Davvero Darren, per te è finito tutto quel giorno. Il 5 Ottobre del 1999. Quando una Power Bomb, di quelle fatte di corsa, non è andata bene. D' Lo sarà colpevole? Si? No? Chi lo sa. Non cambia nulla, perché il wrestling è una macchina schiaccia tutto. Schiaccia le intenzioni, i sogni, le carriere, le vite. Bisogna accettarlo quando si sale sul ring. Per soldi e fama, per l'urlo della folla. Bisogna accettarlo e sapere che da un giorno all'altro potresti non tornare più a camminare. Le parole dopo sono solo i passaggi di una favola che dopo qualche tempo nessuno più tornerà ad ascoltare, a leggere.

Chiedi ad Hayabusa.

Bisogna accettare anche che se non arrivi ad un certo livello le lacrime staranno a zero. Per tutti. Bisogna accettare che una schiena spezzata, una vertebra rotta, un collo massacrato, sono il prezzo potenziale per tutto questo. Aldilà dei push, delle storyline, del backstage.

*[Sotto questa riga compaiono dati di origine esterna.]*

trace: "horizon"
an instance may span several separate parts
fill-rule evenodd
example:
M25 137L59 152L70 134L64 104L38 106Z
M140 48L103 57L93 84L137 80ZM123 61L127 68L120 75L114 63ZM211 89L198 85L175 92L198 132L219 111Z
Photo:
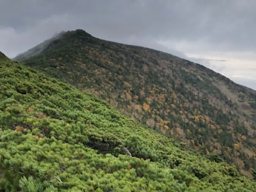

Aldilà di quella gente che dice di rispettare ogni singolo wrestler, ma che in realtà piange solo per quelli che si ritirano con un promo mozzafiato sulle proprie gambe, e non solo non piange per te, che le gambe non le muoverai mai più, ma di te nemmeno si ricorda, a te nemmeno ti conosce.

Dovrai accettare anche un'altra cosa Darren: che un wrestler come te, si rifiuti di incontrarti chiamandoti storpio, ignorando il fatto che ciò che ti è successo sarebbe potuto succedere a lui: sai amico mio, evidentemente poi tanto guerriero non lo era.

Ci provo io Droz, a far si che quelli che non ti conoscono ora sappiano chi sei. Io sono piccolo e probabilmente insignificante, una voce fra milioni. Ma se qualcuno mi ascolterà e leggerà questa storia, saprà che c'è un uomo in più per il quale piangere, al quale ringraziare. Saprà che c'era, c'è, e anche senza poter più camminare ci sarà, Darren A. Drozdov.